Is being your own crowd a wise move?
Crowds of humans can be very good at solving certain kinds of problems. If, for example, you wanted to guess how many bacteria live in Lake Erie, you’d be better off asking a random group of people and averaging the result than trying to answer the question alone.
But what if you could be your own crowd by averaging your own guesses? Bizarrely, research suggests this can actually work.
The wisdom of crowds operates by exploiting the diversity of views. The technique has been used to improve economic forecasts, doctors’ decisions and weather predictions.
But we still have a lot to learn about how and when it works. It can go wrong if the people involved are all biased in similar ways or if one person’s choice influences others.
It works better if you ask people what they think and what they expect the popular opinion to be, and look for discrepancies between the two. This draws out the knowledge of informed subgroups.
So how about using crowd wisdom without a crowd, harnessing the different perspectives that one person brings to a question at different moments?
Psychologists have been testing the idea in small experiments for several years. Recently, researchers hit on a great source of data: three separate contests at a Dutch casino, each offering a prize of €100,000 to the person who could come closest to guessing the number of pearls held in an oversized champagne glass. About 160,000 people participated in each contest and were able to guess repeatedly over a two-month period.
The researchers — psychologists Dennie van Dolder of the University of Nottingham and Martijn van den Assem of the University of Amsterdam — found that errors tended to get smaller if people averaged out many guesses. The benefit grew with more guesses.
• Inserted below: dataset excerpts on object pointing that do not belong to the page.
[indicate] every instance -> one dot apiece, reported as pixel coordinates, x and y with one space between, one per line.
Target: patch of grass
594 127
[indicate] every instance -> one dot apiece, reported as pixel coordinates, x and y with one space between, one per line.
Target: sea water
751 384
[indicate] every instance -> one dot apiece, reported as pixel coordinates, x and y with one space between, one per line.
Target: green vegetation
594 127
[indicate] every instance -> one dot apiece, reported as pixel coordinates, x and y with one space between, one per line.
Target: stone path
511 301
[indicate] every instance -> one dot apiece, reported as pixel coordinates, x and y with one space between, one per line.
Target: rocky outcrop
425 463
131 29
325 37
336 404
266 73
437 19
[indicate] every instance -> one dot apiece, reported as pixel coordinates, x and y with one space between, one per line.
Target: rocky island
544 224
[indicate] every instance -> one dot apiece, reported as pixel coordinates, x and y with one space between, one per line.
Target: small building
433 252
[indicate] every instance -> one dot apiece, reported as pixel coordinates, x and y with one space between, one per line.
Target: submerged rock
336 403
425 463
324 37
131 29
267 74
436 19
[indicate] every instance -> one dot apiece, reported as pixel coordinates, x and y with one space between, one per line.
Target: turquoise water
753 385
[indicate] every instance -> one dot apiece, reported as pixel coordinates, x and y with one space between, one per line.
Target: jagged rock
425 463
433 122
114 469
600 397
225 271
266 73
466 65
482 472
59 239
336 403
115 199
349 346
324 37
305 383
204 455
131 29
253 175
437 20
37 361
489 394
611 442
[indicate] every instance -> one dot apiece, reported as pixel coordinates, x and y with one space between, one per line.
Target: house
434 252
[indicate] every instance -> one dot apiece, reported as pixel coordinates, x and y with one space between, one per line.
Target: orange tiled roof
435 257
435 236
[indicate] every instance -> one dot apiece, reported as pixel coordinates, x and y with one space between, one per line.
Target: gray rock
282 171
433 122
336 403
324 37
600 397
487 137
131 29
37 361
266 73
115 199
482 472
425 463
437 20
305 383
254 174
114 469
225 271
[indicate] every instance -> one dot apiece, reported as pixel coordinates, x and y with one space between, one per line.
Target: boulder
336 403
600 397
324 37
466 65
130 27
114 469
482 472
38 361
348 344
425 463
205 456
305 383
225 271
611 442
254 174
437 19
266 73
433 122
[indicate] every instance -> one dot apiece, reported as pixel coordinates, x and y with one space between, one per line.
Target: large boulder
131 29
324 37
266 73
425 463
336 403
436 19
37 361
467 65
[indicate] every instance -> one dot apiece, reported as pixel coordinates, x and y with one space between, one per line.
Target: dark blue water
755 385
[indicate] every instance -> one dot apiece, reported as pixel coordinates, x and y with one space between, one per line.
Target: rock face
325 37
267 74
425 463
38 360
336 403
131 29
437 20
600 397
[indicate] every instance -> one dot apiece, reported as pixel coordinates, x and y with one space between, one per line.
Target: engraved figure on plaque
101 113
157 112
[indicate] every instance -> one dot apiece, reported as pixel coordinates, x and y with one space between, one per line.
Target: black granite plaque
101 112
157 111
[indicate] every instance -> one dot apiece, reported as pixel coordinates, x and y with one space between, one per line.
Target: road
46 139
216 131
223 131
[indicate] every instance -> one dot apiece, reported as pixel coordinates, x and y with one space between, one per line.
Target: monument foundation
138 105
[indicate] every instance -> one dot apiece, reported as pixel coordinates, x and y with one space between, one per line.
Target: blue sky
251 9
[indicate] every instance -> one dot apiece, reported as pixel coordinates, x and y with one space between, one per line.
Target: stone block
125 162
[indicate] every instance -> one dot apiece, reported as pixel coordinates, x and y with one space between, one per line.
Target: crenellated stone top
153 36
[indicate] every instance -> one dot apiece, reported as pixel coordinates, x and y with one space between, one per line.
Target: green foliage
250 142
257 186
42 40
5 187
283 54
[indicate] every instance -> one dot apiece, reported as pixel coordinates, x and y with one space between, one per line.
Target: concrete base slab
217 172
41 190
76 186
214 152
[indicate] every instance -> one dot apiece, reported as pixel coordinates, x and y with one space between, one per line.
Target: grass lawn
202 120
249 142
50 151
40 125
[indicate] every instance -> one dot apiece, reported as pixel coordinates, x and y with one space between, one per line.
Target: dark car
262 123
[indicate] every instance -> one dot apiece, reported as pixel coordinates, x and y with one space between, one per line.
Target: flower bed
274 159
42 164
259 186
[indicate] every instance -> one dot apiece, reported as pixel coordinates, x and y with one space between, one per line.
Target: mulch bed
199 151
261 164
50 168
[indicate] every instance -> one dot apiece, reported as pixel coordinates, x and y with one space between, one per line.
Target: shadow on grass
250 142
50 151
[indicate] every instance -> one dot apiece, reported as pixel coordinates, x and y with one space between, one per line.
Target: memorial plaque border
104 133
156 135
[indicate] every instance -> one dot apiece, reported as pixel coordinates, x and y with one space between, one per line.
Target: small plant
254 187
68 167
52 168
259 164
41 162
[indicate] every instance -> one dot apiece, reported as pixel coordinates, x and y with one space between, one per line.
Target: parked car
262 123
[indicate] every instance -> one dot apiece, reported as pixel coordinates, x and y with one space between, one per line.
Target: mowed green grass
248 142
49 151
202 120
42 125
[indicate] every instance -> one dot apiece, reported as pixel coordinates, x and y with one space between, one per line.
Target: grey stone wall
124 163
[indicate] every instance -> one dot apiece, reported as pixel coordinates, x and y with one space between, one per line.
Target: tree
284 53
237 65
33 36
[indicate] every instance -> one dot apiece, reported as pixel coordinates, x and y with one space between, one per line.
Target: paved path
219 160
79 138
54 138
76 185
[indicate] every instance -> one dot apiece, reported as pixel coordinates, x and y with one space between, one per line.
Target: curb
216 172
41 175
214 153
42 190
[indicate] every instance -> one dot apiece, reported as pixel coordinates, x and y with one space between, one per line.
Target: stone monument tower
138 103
It wasn’t a matter of people learning over time — say, by consulting with others. Later guesses showed no significant improvement in accuracy. It was only the average that became more accurate.
The research offered some insights into how individuals can improve their performance. Estimates were better, for example, when people took more time between guesses.
This might help them have different thoughts or forget their previous line of thinking, increasing the independence of subsequent guesses and enhancing the diversity that makes crowd wisdom work.
Earlier studies, using much less extensive data, found something similar: accuracy improves if people are encouraged to make estimates in different ways, using different evidence and strategies. It is a process psychologists call “dialectical bootstrapping”.
Of course, considering a problem from as many angles as possible is a common habit of intelligent people and those who make good decisions.
CONSIDERING A PROBLEM FROM AS MANY ANGLES AS POSSIBLE IS A COMMON HABIT OF INTELLIGENT PEOPLE
Even so, you won’t become a genius by drawing on your inner crowd. The casino study found that people’s biases still led them astray, accounting for about 50% of the overall error in their guesses. No number of guesses can fix that, as they all come from the same biased person.
So real crowds are still better. But guessing a dozen times can improve one person’s estimate by about 40%.
The same result can be achieved by averaging the guesses of two different people.
Although individuals can improve their performance, seeking the views of other people is still a lot better than trying to go it alone.
This is a bit of wisdom that people would do well to recognise: according to studies by psychologists, they still tend to stick too much to their own initial views.